Citizens have a constitutional right to publish information received from public officials without fear of harassment, prosecution or arrest. That shouldn’t be controversial, yet it isn’t clear how a circuit court will rule in a case hinging on this issue.

On Wednesday, the 5th U.S. Circuit Court of Appeals heard a case involving online citizen journalist Priscilla Villarreal, who was arrested in 2017 after publishing two stories. The first was about a Border Patrol agent who died by suicide. The second revealed the identity of a family involved in a deadly vehicle accident. They ran on her Facebook page, which now has more than 200,000 followers.
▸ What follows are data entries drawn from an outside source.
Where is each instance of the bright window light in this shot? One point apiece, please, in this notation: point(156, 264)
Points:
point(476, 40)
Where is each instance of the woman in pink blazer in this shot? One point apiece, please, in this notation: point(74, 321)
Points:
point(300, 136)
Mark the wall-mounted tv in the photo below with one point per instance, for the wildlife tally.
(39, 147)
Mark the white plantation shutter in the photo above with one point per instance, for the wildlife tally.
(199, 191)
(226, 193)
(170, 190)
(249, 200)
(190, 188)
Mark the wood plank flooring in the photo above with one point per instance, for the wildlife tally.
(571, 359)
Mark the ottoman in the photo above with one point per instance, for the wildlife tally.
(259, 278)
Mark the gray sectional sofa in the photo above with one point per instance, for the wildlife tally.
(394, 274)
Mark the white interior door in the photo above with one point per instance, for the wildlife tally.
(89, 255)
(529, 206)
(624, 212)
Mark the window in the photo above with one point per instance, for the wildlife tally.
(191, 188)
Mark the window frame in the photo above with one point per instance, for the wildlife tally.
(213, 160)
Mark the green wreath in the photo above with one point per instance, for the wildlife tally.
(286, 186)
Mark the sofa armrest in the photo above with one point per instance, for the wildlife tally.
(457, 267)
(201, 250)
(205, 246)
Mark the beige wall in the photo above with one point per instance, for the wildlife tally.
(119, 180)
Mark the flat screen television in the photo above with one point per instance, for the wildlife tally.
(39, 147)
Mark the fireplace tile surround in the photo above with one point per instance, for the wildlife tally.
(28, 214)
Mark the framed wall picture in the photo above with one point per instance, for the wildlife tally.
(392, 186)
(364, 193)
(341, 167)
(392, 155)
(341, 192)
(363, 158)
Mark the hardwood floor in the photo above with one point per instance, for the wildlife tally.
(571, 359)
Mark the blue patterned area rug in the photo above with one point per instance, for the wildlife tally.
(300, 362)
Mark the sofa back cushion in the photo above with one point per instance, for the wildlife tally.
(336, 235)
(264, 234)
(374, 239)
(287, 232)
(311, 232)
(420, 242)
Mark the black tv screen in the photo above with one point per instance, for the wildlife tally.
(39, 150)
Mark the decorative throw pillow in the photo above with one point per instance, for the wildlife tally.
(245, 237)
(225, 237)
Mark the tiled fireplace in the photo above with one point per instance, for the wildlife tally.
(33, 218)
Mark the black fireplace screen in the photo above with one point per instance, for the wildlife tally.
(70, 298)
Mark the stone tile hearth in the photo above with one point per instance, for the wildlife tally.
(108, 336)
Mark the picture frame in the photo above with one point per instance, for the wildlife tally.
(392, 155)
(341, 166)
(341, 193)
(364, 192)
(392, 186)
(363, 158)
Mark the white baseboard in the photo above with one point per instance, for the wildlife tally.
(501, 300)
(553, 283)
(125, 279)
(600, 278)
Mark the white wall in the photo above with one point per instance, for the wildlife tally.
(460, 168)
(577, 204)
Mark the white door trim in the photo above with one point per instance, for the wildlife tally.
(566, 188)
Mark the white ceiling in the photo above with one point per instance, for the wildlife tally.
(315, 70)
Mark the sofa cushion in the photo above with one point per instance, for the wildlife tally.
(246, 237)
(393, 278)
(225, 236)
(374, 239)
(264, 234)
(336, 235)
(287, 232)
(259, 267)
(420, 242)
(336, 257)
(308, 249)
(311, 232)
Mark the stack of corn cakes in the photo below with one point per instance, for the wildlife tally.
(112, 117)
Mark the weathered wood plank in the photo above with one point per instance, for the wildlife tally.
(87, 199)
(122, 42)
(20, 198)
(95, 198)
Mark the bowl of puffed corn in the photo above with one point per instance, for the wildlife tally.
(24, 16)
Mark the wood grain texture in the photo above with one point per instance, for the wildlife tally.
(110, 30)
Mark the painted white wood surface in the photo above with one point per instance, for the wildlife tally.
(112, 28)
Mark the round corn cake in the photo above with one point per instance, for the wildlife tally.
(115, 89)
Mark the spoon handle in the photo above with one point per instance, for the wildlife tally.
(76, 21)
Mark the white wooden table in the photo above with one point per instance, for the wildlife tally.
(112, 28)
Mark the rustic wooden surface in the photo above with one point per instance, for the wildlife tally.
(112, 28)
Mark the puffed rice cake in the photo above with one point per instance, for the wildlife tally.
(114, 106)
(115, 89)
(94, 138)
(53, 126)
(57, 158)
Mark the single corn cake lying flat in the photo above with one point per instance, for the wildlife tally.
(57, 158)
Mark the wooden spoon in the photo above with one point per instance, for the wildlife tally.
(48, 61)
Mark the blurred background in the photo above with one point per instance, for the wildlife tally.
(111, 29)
That’s called journalism. It shouldn’t be a crime, even if the writer isn’t popular with the local police department. Ms. Villarreal certainly wasn’t. She previously lambasted a local prosecutor and once livestreamed a Laredo Police Department officer choking someone during a traffic stop.

Perhaps that’s why Laredo police charged her based on a Texas law that prohibits someone from receiving “nonpublic information” from the government with the “intent to benefit.” It is possible to imagine a scenario where that type of law is appropriate. Imagine a developer obtains inside information on a zoning decision that allows him to profitably purchase or sell land.
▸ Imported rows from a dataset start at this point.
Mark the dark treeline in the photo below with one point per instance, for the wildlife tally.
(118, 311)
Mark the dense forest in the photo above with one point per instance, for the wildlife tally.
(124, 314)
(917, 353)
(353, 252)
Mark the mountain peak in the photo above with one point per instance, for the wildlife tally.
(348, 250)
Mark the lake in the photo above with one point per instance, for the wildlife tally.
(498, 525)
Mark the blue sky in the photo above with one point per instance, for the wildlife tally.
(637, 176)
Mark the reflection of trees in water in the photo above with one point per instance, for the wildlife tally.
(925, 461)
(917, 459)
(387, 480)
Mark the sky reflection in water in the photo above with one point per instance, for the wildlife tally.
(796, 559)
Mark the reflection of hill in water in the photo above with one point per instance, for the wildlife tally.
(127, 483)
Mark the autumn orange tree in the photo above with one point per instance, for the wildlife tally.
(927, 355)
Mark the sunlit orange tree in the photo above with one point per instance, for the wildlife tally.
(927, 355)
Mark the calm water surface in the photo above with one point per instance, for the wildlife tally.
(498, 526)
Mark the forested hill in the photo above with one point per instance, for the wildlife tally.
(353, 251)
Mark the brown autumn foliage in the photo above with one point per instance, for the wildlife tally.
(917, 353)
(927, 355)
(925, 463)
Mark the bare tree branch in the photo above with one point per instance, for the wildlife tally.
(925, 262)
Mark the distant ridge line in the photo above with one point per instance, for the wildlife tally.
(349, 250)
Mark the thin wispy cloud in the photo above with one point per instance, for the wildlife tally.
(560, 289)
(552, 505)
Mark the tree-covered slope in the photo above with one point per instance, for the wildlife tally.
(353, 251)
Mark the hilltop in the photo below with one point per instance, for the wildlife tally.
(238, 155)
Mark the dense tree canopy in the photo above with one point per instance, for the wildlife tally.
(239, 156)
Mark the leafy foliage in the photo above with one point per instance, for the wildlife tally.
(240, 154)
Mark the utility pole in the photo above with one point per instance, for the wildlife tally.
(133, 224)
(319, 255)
But to apply this law to reporters is to all but outlaw news gathering. Journalists make records requests. They talk with sources. They interview government officials. They use this to create articles or videos that they use for “benefits” such as subscriptions or social media followers.

Ms. Villarreal’s supposed crime was receiving information from the very police department that eventually arrested her. Her supposed benefit was an increase in Facebook followers and the occasional free lunch.

She eventually sued the police for arresting her. A District Court judge in Texas, however, gave the police qualified immunity. In a split decision, a group of three judges on the 5th Circuit reversed that decision. But then a majority of the court voted to rehear the case en banc.

The injustice has attracted an unusual collection of organizations supporting Ms. Villarreal, who leans left. It includes traditionally libertarian or right-leaning groups such as Project Veritas, Americans for Prosperity, the Cato Institute and the Alliance for Defending Freedom.

“Defendants’ harassment of Ms. Villarreal, efforts to bar her from seeking nonpublic information from officials, and better treatment of the general public makes the First Amendment violation plain,” ADF attorneys Rory Gray and John Bursch wrote in an amicus brief.

The court must rule in favor of Ms. Villarreal. The Bill of Rights demands no less.